Ataque da Construção de um Dicionário (Dictionary Building Attack)

Executando o ataque anterior repetidas vezes, é possível coletar informações suficientes para montar um dicionário de chaves de fluxo do WEP. Tendo feito isso, qualquer quadro criptografado com um IV repetido pode ser decriptografado, se a mesma chave secreta do WEP se mantiver por um período longo de tempo. Um dicionário necessitaria de um banco de dados de 24 Gbytes para armazenar todas as possíveis chaves de fluxos para uma única chave secreta WEP, o que é possível armazenar até em um notebook [Earle 2006].

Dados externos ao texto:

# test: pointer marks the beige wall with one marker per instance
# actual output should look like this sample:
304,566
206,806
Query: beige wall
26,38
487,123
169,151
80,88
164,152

Ataque da Dupla cifragem (Double Encryption Attack)

Esse ataque é possível porque a mesma chave, e também o mesmo processo, é usado tanto para cifrar com para decifrar. Primeiro um quadro com alguma informação valiosa é capturado no ar. A atacante muda o cabeçalho alterando o endereço MAC do destinatário para um outro cliente da rede local sem fios e espera até que o IV seja reiniciado e chegue a um número menor que o IV original. Então o quadro é novamente enviado pelo ar. Quando o ponto de acesso vê tal quadro, com o IV esperado, ele executa o processo de cifragem, o que resultará na decriptação do quadro e o envia pelo ar de forma aberta podendo ser capturado pelo atacante [Earle 2006].

Ataque da Modificação da Mensagem (Message Modification Attack)

No processo do WEP, o ICV é usado para verificar a integridade na mensagem. Por padrão, o ponto de acesso irá desconsiderar um quadro com um ICV errado. Como o ICV é independente da chave secreta ou do IV, fica fácil fazer modificações na mensagem e recalcular o ICV.

Primeiro, o atacante deve capturar um pacote destinado a uma sub-rede diferente da atual. Tal pacote é examinado pelo roteador e se houver algum problema no formato ele é desconsiderado e uma resposta padrão é retornada ao emissor. O atacante altera um único bit na mensagem e a reenvia. O ponto de acesso (AP) irá desconsiderar o pacote e não manterá qualquer registro do ocorrido. O atacante pode então fazer várias tentativas de alterações de bits até que encontre um que o AP aceite como ICV válido. O AP aceita o pacote como válido e o encaminha para o roteador. Este último considera o formato do quadro inválido e responde com uma resposta padrão, que será enviada pelo AP através do ar de forma cifrada. Agora o atacante sabe a resposta padrão e também tem a mensagem cifrada e pode executar um Ataque da Mensagem Conhecida para recuperar a chave de fluxo [Earle 2006].

Ataque de Denial-of-Service (DoS)

Uma das características encontradas em todas as rede 802.11 é a existência de quadros de controle. Esses quadros dizem aos clientes da rede que eles podem conectar ou que eles devem desconectar, por exemplo. Um quadro de desautenticação irá desassociar um cliente do seu ponto de acesso. No WEP, estes quadros são transmitidos em aberto. Qualquer um pode então forçar usuários legítimos da rede a se desassociarem. Alguém pode simplesmente capturar o último quadro de desautenticação e reenviá-lo. Tudo o que é requerido é a habilidade de emitir um quadro de desautenticação a um cliente wireless. Uma ferramenta chamada WLAN-JACK pode executar tal tarefa. Repetindo o reenvio com uma certa freqüência, o atacante pode impedir que o cliente tenha acesso à rede. [Earle 2006].